What do you do when you suffer loss? When things seem they will never change? When you think the pain will never end? I know I have asked myself. "Is it worth it?" "Is God going to come through for me?" "Can I trust Him?"

Recently, the Lord had me reread a book that I have read many times. It talks about a woman that takes her journey with the Shepherd to the High Places. While reading I felt as if I were the character in this story. One of the things that stuck out to me was her FAITH and SURRENDER to the Shepherd.

Her heart longed to be LOVED. I know this longing very well. When I began my journey to healing...the thing I desired the most was to be loved and accepted. Slowly the Lord showed me that walls stood between Him and I, and the love I so desired.

It is a painful process...removing walls of self protection. Being vulnerable is a scary thing to me. To remove the mask, and let all see. My heart cries for fellowship and acceptance, but I can't have it unless the walls are down.

When I started to remove the walls things started to change! You see I have been told many times that I would be loved and accepted. I would have the fellowship my heart desires. I could not see it, but I had to have faith that God would do that for me. Faith is the time machine!

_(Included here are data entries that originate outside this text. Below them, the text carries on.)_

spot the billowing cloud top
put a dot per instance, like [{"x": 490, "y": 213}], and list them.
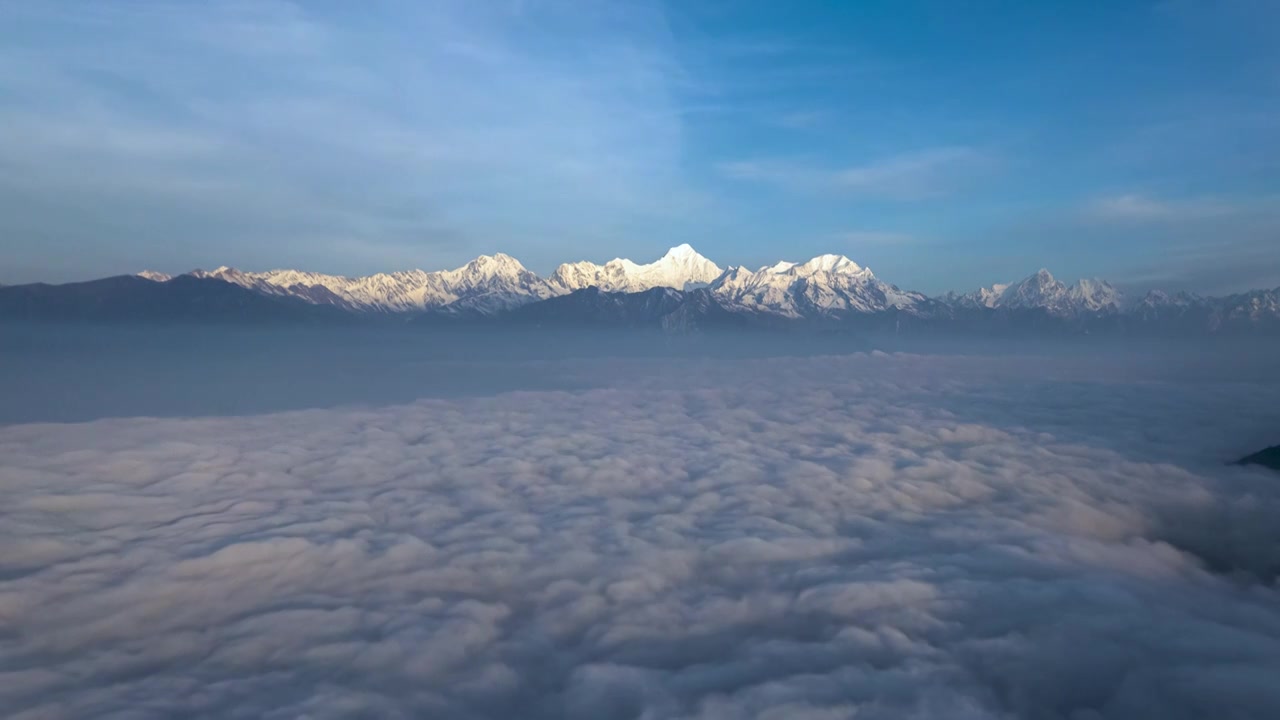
[{"x": 868, "y": 536}]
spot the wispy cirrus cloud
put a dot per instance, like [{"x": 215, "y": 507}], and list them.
[
  {"x": 279, "y": 132},
  {"x": 908, "y": 176},
  {"x": 1138, "y": 208}
]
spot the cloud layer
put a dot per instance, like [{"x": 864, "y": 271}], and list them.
[{"x": 873, "y": 536}]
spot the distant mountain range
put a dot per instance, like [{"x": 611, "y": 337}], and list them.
[{"x": 681, "y": 291}]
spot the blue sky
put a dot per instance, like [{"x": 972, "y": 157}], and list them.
[{"x": 945, "y": 144}]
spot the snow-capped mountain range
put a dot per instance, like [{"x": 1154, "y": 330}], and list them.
[{"x": 685, "y": 290}]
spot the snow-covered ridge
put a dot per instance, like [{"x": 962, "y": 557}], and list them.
[
  {"x": 1045, "y": 291},
  {"x": 826, "y": 287},
  {"x": 681, "y": 268}
]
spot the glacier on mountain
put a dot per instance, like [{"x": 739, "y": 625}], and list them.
[
  {"x": 681, "y": 268},
  {"x": 696, "y": 291}
]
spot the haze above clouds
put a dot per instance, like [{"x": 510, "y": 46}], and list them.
[
  {"x": 1132, "y": 141},
  {"x": 881, "y": 536}
]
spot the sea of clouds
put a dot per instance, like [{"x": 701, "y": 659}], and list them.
[{"x": 868, "y": 536}]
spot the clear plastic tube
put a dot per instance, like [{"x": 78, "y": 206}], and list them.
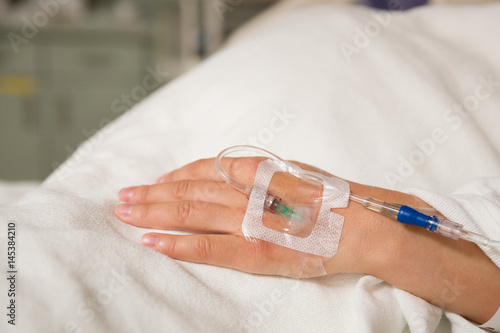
[{"x": 230, "y": 180}]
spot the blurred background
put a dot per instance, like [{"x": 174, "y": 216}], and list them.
[{"x": 68, "y": 67}]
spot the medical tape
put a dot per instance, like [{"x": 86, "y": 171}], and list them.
[{"x": 325, "y": 236}]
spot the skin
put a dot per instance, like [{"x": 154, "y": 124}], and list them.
[{"x": 454, "y": 275}]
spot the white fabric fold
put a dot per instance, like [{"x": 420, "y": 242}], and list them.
[{"x": 385, "y": 118}]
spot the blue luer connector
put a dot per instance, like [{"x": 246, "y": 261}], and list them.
[{"x": 408, "y": 215}]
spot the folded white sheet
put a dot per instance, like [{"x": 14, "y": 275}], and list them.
[{"x": 383, "y": 118}]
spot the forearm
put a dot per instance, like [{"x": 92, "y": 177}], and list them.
[{"x": 454, "y": 275}]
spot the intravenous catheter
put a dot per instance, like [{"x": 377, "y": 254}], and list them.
[
  {"x": 402, "y": 213},
  {"x": 408, "y": 215}
]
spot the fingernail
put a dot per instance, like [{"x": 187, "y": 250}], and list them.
[
  {"x": 149, "y": 240},
  {"x": 123, "y": 210},
  {"x": 126, "y": 194}
]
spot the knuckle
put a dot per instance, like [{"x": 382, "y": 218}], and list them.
[
  {"x": 143, "y": 211},
  {"x": 180, "y": 189},
  {"x": 202, "y": 247},
  {"x": 141, "y": 194},
  {"x": 197, "y": 168},
  {"x": 183, "y": 211}
]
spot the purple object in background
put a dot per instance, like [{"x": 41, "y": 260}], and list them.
[{"x": 396, "y": 4}]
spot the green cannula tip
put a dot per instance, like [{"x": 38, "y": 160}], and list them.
[{"x": 285, "y": 211}]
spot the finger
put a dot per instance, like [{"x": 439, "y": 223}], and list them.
[
  {"x": 197, "y": 190},
  {"x": 196, "y": 216},
  {"x": 243, "y": 169},
  {"x": 230, "y": 251}
]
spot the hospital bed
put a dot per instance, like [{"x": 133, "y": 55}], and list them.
[{"x": 386, "y": 99}]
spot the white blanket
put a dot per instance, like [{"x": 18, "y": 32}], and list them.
[{"x": 385, "y": 118}]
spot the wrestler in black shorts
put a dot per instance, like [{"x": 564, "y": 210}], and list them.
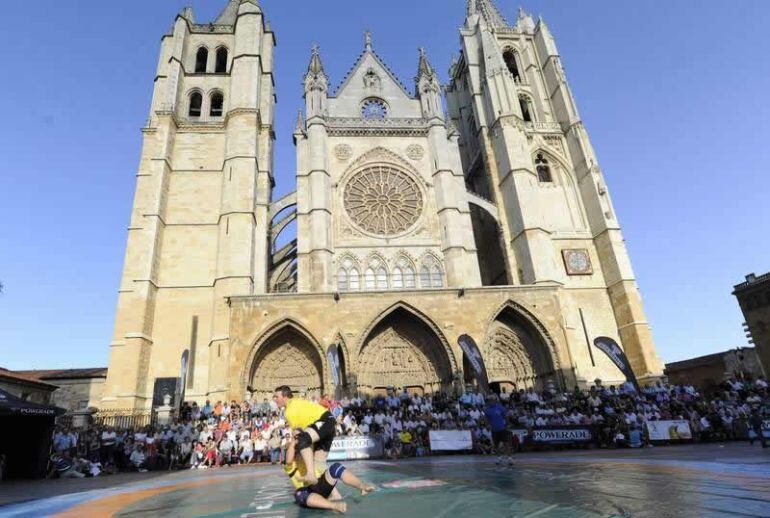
[{"x": 325, "y": 427}]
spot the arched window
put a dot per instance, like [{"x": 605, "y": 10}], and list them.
[
  {"x": 354, "y": 283},
  {"x": 424, "y": 277},
  {"x": 196, "y": 102},
  {"x": 543, "y": 169},
  {"x": 221, "y": 63},
  {"x": 201, "y": 60},
  {"x": 526, "y": 109},
  {"x": 342, "y": 280},
  {"x": 369, "y": 281},
  {"x": 382, "y": 278},
  {"x": 409, "y": 278},
  {"x": 217, "y": 104},
  {"x": 397, "y": 280},
  {"x": 437, "y": 278},
  {"x": 510, "y": 61}
]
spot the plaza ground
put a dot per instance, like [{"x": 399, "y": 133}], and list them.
[{"x": 692, "y": 480}]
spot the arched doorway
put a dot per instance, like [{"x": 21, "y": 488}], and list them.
[
  {"x": 516, "y": 355},
  {"x": 402, "y": 351},
  {"x": 287, "y": 357}
]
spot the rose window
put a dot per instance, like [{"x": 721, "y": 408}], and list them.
[
  {"x": 374, "y": 109},
  {"x": 383, "y": 200}
]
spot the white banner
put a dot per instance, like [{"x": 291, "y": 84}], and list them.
[
  {"x": 450, "y": 440},
  {"x": 674, "y": 430},
  {"x": 357, "y": 447}
]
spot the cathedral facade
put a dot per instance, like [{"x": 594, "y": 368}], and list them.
[{"x": 423, "y": 214}]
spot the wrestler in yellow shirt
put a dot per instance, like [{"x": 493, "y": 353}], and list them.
[
  {"x": 301, "y": 413},
  {"x": 297, "y": 471}
]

Yesterday, visiting with my family for Thanksgiving a miracle took place! With the walls of self protection down...I felt I actually belonged to my family. I fit! I did not need to hide or perform! For those who did not know this I'm adopted. So I always felt that I was a misfit. That I had to perform to be accepted and loved. Not yesterday!

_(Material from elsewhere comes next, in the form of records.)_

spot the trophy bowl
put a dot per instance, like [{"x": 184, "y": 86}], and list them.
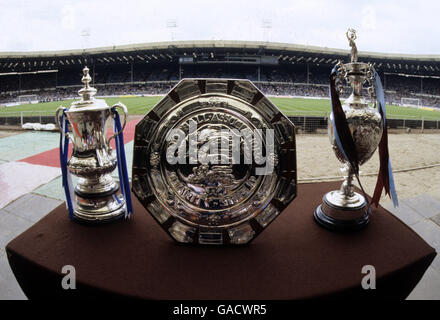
[{"x": 345, "y": 209}]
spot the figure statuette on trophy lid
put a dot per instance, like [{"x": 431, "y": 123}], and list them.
[{"x": 95, "y": 198}]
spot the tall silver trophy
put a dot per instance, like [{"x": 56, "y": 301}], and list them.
[
  {"x": 95, "y": 197},
  {"x": 345, "y": 209}
]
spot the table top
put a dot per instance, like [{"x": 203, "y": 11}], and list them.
[{"x": 293, "y": 258}]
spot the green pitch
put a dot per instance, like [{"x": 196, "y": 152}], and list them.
[{"x": 289, "y": 106}]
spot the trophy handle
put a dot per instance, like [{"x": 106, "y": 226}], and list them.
[
  {"x": 124, "y": 108},
  {"x": 59, "y": 125}
]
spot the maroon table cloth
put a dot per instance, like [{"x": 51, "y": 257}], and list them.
[{"x": 293, "y": 258}]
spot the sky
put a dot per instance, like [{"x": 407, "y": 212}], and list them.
[{"x": 384, "y": 26}]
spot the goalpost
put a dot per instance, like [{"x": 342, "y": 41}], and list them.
[
  {"x": 28, "y": 98},
  {"x": 410, "y": 102}
]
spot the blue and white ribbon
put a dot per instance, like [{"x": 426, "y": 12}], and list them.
[{"x": 386, "y": 178}]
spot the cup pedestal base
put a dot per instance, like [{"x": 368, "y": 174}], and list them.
[{"x": 340, "y": 214}]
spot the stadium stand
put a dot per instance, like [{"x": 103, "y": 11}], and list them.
[{"x": 153, "y": 68}]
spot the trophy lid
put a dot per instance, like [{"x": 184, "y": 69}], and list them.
[{"x": 87, "y": 101}]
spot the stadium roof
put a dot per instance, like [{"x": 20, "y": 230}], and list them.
[{"x": 169, "y": 51}]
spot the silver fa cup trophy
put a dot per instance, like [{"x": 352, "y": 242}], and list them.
[
  {"x": 95, "y": 198},
  {"x": 345, "y": 209}
]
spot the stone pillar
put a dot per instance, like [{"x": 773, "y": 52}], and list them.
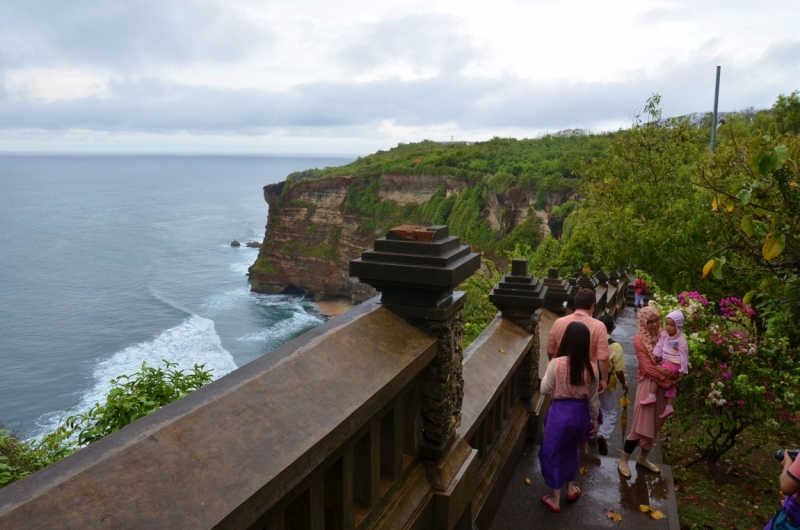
[
  {"x": 561, "y": 294},
  {"x": 519, "y": 297},
  {"x": 415, "y": 269}
]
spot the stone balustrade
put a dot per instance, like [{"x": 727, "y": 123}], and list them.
[{"x": 376, "y": 419}]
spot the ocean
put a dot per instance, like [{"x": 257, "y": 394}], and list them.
[{"x": 110, "y": 261}]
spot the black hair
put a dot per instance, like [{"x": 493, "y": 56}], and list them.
[
  {"x": 608, "y": 320},
  {"x": 585, "y": 299},
  {"x": 575, "y": 344}
]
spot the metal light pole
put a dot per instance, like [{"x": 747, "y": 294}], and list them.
[{"x": 714, "y": 122}]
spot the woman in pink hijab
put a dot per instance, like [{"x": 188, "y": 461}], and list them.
[
  {"x": 672, "y": 355},
  {"x": 646, "y": 418}
]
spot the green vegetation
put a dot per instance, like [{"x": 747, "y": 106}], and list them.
[
  {"x": 131, "y": 397},
  {"x": 746, "y": 497},
  {"x": 548, "y": 162},
  {"x": 309, "y": 206}
]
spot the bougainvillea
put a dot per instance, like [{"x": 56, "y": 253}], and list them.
[{"x": 742, "y": 377}]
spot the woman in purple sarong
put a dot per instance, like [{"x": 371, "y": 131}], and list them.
[{"x": 572, "y": 381}]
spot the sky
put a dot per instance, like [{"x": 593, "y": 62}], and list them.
[{"x": 353, "y": 76}]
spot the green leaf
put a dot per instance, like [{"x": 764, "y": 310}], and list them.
[
  {"x": 773, "y": 246},
  {"x": 707, "y": 267},
  {"x": 747, "y": 225},
  {"x": 748, "y": 298},
  {"x": 791, "y": 291},
  {"x": 716, "y": 270},
  {"x": 781, "y": 156},
  {"x": 765, "y": 165},
  {"x": 744, "y": 195}
]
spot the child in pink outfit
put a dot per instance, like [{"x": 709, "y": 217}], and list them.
[{"x": 672, "y": 355}]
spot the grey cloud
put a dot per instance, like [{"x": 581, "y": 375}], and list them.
[
  {"x": 507, "y": 102},
  {"x": 121, "y": 34},
  {"x": 423, "y": 41},
  {"x": 660, "y": 15}
]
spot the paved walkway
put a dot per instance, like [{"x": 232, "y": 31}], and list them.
[{"x": 603, "y": 488}]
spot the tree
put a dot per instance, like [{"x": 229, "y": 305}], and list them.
[
  {"x": 756, "y": 205},
  {"x": 738, "y": 376},
  {"x": 641, "y": 205},
  {"x": 787, "y": 113}
]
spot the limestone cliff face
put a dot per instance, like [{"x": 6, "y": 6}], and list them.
[{"x": 312, "y": 234}]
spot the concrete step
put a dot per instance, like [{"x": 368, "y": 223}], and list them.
[{"x": 603, "y": 488}]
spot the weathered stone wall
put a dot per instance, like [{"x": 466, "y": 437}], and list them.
[{"x": 443, "y": 381}]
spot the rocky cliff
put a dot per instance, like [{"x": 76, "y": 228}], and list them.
[{"x": 315, "y": 227}]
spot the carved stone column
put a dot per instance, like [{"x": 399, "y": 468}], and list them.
[
  {"x": 560, "y": 294},
  {"x": 519, "y": 297},
  {"x": 416, "y": 269}
]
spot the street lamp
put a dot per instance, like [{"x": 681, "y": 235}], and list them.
[{"x": 715, "y": 124}]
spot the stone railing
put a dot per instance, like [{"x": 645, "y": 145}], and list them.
[
  {"x": 611, "y": 292},
  {"x": 376, "y": 419}
]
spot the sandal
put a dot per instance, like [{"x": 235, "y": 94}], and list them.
[
  {"x": 577, "y": 494},
  {"x": 550, "y": 506},
  {"x": 649, "y": 466}
]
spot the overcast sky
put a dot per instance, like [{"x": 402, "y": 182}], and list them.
[{"x": 352, "y": 76}]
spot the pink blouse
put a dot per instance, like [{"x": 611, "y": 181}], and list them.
[
  {"x": 667, "y": 353},
  {"x": 556, "y": 383}
]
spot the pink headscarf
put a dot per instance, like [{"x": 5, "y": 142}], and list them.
[
  {"x": 677, "y": 317},
  {"x": 649, "y": 339}
]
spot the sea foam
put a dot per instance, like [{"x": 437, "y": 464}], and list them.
[{"x": 194, "y": 341}]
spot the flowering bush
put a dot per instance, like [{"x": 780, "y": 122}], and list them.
[{"x": 738, "y": 377}]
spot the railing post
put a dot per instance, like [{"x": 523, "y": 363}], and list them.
[
  {"x": 415, "y": 269},
  {"x": 520, "y": 297},
  {"x": 560, "y": 293}
]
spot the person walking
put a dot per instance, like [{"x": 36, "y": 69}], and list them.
[
  {"x": 608, "y": 399},
  {"x": 572, "y": 380},
  {"x": 639, "y": 292},
  {"x": 647, "y": 420},
  {"x": 598, "y": 351},
  {"x": 788, "y": 518}
]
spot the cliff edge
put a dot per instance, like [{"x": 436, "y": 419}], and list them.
[{"x": 316, "y": 226}]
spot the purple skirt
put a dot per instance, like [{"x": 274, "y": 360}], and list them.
[
  {"x": 564, "y": 430},
  {"x": 788, "y": 517}
]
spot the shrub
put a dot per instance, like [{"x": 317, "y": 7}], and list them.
[
  {"x": 738, "y": 377},
  {"x": 131, "y": 397}
]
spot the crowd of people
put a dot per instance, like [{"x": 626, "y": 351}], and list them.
[{"x": 585, "y": 367}]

I was just glowing and overjoyed to know in my heart that God had fulfilled His promise to me...that I would be loved and accepted! I would have fellowship! I do! I have it just like He said!

Dear Reader, hold on to the promise that Jesus has made to you! He is not a man that He should lie. Have faith! It is coming! Remember, you are Worth It!

2 comments:

I am His Beloved said...

I am watching your life transform from the beautiful truth of Jesus and His love...it is a beautiful thing when the butterfly accepts who she truly is and stretches her wings and flys...this is what I see happening in your life.
Beautiful

Worth Fighting For said...

Julie,
Thank you for your sweet comment! I'm so thankful to Lord for all has done and what He is continuing to do!